- Interactive map of Rimin Gado
- Rimin Gado Location in Nigeria
- Coordinates: 11°57′54″N 8°15′00″E﻿ / ﻿11.965°N 8.25°E
- Country: Nigeria
- State: Kano State

Area
- • Total: 225 km^{2} (87 sq mi)

Population (2006 census)
- • Total: 104,790
- • Density: 466/km^{2} (1,210/sq mi)
- • Religions: Islam and Christianity
- Time zone: UTC+1 (WAT)
- 3-digit postal code prefix: 701
- ISO 3166 code: NG.KN.RG

= Rimin Gado =

Rimin Gado (or Rafin Gado) is a town and Local Government Area in Kano State, Nigeria. Its located about 20 km west of the state capital Kano.

It has an area of 225 km^{2} and a population of 104,790 at the 2006 census.

The postal code of the area is 701.

==Religion==
The two main religions practice in Rimin Gado are Islam and Christianity.

== Geography ==
Rimin Gado Local Government Area has an average temperature of 33 degrees Celsius or 91 degrees Fahrenheit and covers an area of 225 square kilometres or 87 square miles. The Local Government Area has two distinct seasons: the dry season and the rainy season. The average humidity in the Local Government Area is reported to be 29%. Rano Local Government Area boasts a thriving trading industry, with multiple marketplaces in the area where a wide range of commodities are bought and sold. The Local Government Area boasts a thriving agricultural sector, with the region well-known for cultivating a wide range of crops and raising a number of domestic animals. There are several banks, leisure areas, businesses, and government-owned buildings in Rano Local Government Area.

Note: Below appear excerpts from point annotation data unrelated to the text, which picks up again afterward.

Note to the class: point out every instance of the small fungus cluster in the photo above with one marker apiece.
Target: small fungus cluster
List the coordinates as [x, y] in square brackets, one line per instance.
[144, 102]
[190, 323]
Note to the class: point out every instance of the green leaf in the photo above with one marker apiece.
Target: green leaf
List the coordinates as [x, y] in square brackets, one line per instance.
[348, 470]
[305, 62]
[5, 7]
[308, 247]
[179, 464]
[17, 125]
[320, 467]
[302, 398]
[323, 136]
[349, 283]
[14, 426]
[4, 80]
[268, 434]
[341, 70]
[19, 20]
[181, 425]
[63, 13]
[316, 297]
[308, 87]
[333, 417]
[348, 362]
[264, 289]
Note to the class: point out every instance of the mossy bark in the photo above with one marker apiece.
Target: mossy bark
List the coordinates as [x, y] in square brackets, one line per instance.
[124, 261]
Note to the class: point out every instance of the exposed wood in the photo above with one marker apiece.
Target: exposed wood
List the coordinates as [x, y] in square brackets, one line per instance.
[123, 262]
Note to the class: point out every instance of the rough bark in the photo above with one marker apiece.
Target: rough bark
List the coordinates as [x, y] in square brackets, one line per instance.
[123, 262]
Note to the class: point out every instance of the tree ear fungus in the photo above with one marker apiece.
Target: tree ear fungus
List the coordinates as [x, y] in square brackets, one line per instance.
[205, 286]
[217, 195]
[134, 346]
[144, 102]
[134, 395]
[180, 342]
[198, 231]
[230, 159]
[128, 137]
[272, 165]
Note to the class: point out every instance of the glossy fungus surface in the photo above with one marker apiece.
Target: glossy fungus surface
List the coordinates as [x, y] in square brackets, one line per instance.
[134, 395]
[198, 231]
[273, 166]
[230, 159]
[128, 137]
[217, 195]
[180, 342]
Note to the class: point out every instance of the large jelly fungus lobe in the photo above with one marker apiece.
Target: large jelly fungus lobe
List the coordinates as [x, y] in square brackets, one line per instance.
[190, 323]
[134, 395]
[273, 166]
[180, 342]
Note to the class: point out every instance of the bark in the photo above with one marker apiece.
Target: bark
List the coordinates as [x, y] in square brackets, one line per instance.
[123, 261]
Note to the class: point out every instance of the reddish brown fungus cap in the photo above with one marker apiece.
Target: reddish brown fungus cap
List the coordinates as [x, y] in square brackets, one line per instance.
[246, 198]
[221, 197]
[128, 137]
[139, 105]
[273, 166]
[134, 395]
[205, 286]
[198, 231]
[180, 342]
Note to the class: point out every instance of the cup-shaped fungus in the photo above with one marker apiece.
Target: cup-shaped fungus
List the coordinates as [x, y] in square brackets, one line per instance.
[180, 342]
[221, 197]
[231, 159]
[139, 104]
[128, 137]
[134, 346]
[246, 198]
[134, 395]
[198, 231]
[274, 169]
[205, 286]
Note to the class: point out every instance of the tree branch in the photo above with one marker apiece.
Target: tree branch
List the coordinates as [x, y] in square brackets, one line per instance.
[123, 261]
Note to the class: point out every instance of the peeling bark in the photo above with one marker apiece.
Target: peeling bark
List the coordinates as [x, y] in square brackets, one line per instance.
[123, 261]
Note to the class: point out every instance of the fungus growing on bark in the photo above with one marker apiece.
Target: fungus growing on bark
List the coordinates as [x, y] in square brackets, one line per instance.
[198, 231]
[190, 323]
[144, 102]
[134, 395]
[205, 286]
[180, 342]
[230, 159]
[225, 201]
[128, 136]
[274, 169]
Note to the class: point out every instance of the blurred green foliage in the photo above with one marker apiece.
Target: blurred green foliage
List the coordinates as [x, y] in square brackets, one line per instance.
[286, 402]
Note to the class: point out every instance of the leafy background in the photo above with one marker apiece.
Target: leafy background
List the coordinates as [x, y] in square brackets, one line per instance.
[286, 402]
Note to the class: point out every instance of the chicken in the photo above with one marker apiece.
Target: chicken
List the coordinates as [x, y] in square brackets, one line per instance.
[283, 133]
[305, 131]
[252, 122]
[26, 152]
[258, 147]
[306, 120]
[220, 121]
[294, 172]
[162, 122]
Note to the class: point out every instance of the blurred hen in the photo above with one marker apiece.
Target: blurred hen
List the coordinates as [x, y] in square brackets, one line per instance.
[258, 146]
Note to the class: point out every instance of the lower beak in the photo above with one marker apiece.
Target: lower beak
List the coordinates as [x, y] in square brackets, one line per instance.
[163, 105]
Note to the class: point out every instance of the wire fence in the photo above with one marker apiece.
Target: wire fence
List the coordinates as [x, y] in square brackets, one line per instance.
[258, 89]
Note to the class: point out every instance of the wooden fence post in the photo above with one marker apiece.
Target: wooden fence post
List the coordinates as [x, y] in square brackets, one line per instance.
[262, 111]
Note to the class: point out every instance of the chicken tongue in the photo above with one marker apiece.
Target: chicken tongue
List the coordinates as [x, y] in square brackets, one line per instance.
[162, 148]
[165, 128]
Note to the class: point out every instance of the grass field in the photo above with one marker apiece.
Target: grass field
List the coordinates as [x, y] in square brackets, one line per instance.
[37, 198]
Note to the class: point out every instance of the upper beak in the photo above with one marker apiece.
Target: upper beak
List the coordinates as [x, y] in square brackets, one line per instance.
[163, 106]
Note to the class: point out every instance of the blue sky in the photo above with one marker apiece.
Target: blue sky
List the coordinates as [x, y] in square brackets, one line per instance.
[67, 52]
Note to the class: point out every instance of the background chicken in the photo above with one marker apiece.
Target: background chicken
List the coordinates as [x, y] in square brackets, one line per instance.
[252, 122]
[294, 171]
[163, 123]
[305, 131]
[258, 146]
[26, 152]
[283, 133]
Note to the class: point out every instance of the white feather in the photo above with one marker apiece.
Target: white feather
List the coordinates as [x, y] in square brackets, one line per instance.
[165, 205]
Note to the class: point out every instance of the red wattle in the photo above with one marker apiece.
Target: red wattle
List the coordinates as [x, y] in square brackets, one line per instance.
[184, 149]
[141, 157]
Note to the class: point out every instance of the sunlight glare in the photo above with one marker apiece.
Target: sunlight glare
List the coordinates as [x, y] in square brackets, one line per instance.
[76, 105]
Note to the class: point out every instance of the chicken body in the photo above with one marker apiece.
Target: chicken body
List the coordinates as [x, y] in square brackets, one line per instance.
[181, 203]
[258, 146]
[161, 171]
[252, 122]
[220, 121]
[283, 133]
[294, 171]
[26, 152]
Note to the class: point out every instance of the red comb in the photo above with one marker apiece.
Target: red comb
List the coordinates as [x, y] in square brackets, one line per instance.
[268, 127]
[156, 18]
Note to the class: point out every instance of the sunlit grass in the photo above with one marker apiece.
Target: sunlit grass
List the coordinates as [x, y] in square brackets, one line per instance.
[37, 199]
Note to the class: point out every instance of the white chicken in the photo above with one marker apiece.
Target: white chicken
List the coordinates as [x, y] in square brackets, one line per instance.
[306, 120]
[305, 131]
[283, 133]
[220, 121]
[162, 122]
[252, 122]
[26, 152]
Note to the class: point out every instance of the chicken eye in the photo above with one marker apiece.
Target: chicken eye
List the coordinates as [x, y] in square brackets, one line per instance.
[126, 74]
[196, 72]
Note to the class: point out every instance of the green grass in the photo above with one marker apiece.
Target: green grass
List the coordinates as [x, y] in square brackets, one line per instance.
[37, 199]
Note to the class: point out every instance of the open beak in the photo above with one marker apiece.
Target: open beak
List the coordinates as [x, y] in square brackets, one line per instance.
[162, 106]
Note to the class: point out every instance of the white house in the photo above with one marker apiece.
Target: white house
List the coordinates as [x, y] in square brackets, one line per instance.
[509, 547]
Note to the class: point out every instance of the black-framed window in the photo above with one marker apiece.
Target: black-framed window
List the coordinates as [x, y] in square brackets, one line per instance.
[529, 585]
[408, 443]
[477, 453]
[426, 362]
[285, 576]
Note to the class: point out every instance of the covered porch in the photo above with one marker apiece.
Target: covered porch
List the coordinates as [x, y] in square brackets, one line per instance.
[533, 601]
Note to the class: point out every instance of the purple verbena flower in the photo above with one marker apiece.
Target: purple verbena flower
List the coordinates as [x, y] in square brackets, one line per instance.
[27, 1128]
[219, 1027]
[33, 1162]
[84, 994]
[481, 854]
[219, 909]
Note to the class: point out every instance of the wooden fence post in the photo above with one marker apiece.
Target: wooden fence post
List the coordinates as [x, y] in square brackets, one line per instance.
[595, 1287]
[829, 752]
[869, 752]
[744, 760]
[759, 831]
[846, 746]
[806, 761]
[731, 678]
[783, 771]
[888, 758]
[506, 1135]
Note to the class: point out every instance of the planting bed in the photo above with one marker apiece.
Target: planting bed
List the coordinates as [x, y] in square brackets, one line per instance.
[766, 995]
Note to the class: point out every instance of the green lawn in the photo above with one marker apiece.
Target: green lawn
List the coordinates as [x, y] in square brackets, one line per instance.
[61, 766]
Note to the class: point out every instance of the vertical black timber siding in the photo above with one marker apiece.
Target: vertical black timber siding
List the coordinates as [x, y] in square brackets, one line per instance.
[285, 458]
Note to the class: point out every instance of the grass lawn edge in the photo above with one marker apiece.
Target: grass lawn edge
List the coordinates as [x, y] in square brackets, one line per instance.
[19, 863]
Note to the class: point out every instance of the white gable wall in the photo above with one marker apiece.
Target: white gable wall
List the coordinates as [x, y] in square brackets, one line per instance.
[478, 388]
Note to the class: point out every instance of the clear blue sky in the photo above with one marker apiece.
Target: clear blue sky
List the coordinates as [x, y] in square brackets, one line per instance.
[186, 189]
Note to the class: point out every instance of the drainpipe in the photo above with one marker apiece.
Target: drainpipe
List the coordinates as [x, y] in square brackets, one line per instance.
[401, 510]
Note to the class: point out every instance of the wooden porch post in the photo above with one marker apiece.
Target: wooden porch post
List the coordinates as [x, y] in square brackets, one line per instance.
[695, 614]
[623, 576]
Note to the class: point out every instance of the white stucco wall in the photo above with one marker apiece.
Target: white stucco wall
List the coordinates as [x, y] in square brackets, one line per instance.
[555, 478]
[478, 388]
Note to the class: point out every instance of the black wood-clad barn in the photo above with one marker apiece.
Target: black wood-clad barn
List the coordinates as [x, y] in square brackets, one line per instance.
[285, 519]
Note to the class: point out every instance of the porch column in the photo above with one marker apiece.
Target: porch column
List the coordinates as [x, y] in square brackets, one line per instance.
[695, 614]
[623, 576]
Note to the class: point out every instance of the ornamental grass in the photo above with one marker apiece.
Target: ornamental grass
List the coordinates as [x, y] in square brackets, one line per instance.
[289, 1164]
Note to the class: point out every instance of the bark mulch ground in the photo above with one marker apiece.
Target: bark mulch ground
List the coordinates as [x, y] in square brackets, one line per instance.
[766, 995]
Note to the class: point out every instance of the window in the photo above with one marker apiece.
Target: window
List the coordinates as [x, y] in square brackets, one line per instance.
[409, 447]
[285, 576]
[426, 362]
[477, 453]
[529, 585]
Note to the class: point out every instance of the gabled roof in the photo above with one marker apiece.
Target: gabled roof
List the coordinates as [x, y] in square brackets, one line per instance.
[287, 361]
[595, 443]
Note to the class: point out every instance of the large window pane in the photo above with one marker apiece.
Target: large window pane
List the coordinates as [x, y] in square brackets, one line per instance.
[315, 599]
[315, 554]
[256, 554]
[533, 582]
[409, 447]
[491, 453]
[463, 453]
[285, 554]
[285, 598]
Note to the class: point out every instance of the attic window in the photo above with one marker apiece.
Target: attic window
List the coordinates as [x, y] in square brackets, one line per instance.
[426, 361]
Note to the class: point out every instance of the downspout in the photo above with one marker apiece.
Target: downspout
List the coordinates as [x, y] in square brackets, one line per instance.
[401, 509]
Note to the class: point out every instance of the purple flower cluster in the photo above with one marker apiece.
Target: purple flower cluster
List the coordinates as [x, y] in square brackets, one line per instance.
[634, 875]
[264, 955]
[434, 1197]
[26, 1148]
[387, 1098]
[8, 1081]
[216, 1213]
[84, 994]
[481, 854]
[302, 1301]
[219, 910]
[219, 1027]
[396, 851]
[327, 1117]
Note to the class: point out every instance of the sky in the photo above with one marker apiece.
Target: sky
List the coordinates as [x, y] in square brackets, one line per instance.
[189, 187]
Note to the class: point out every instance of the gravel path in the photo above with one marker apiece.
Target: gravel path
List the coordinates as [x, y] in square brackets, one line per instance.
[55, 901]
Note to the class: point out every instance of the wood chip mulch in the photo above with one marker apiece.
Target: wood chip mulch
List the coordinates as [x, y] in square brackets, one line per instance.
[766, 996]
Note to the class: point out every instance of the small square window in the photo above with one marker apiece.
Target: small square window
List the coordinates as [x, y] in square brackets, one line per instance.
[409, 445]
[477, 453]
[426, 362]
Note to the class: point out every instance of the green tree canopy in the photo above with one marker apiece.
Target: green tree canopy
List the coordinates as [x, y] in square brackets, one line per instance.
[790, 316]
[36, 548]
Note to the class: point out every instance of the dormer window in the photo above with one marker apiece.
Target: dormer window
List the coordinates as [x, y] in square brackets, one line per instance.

The hot season, which runs from March 15 to May 20, lasts for 2.1 months and with daily highs that average more than 98 F. In Rimin Gado, May is the hottest month of the year with an average high temperature of 98 F and low temperature of 75 F. The average daily high temperature during the 1.8-month mild season, which runs from December 2 to January 28, is below 88 F. With an average low temperature of 55 F and high temperature of 87 F, January is the coldest month of the year in Rimin Gado.
== Economy ==
The trade industry in Rimin Gado Local Government Area is thriving, and the region is home to multiple marketplaces where a range of commodities are bought and sold. The Local Government Area is a center for agricultural activities as well, with a range of crops, including millet, sorghum, guineacorn, and soybeans, being grown there. In Rimin Gado Local Government Area, a variety of animals are also raised and marketed, including rams, goats, horses, camels, and cows.